Che è quella legata alla comunicazione istituzionale del Comune di Alba Adriatica e della questione delle foto fake comparse su una pagine social che hanno acceso un vespaio sotto vari profili.
“La scelta del sindaco di portare sulla stampa regionale il caso di una foto falsa per poi affermare che il problema ad Alba Adriatica non esiste è una scelta controproducente e per certi versi indegna”, si legge.
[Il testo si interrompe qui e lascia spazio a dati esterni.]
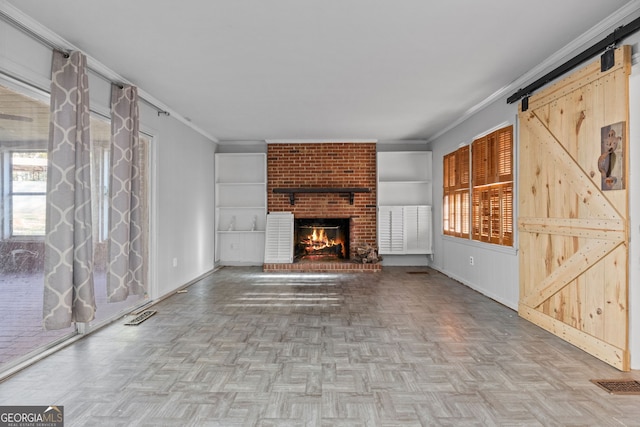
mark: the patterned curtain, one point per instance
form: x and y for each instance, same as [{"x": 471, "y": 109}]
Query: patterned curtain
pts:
[
  {"x": 126, "y": 273},
  {"x": 68, "y": 275}
]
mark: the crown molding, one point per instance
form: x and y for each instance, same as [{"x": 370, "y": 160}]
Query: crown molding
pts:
[{"x": 321, "y": 141}]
Il tema era quello delle siringhe presenti nei parchi e che tanto clamore sta generando in queste ore.
“Un vero boomerang scagliato dal sindaco contro la città intera.
Controproducente perché espone, in livelli più ampi e roboanti, la nostra città al ritorno di polemiche, critiche e smentite che tanti cittadini, turisti e proprietari di seconde case oggi stanno ponendo pubblicamente contro le dichiarazioni del sindaco.
Il problema del degrado esiste ed è stato ampiamente accertato.
Il sindaco non si è mai adoperato per risolverlo ma si è adoperato per negarlo oggi persino sulla stampa regionale.
Una esposizione improvvida: un karakiri politico.
Indegno perché la pubblica amministrazione deve mantenere degnamente il ruolo di ascolto e confronto con i cittadini e non deve utilizzare il proprio ruolo per penalizzare il cittadino stesso ed assolvere le proprie condotte inadempienti.
Ma su tutto emerge una tema: la comunicazione istituzionale cittadina non viene gestita dall’Ente comunale attraverso incarichi professionali.
Non esiste un ufficio stampa comunale.
La gestione della comunicazione. “La comunicazione istituzionale del Comune di Alba Adriatica non è in mano a dei professionisti incaricati ma è gestita in maniera assai approssimativa direttamente dal Sindaco e da due o tre persone iscritte a Uniamo Alba prive di qualsiasi requisito professionale nel campo.
I danni che questa condizione di approssimazione sta creando all’immagine ufficiale della città sono incalcolabili e sicuramente maggiori della legittima e normale attività di segnalazione interna svolta dai cittadini anche a mezzo social.
Il mix di arroganza, carenza di professionalità, arcigna difesa delle proprie posizioni politiche, tentativi di penalizzare e isolare voci critiche e utilizzo dello strumento di comunicazione istituzionale sta penalizzando gravemente il nostro paese maldestramente esposto ad iniziative editoriali malpensate.
Sarebbe ora che tale strumento di comunicazione ufficiale venisse tolto di mano agli “improvvisati comunicatori” di Uniamo Alba e riposto, come sarebbe opportuno, in mano alle professionalità del settore.
Sarebbe ora di rendere anche pubblici i nomi di chi traccia le strategie e scrive i comunicati del livello istituzionale cittadino causando peraltro continui danni di immagine pubblica alla città.
Un megafono usato male diventa una perfetta cacofonia fatta di affermazioni errate e pernacchie di ritorno : questa cacofonia oggi rappresenta la città in contesti pubblici sovracomunali, regionali, nazionali”.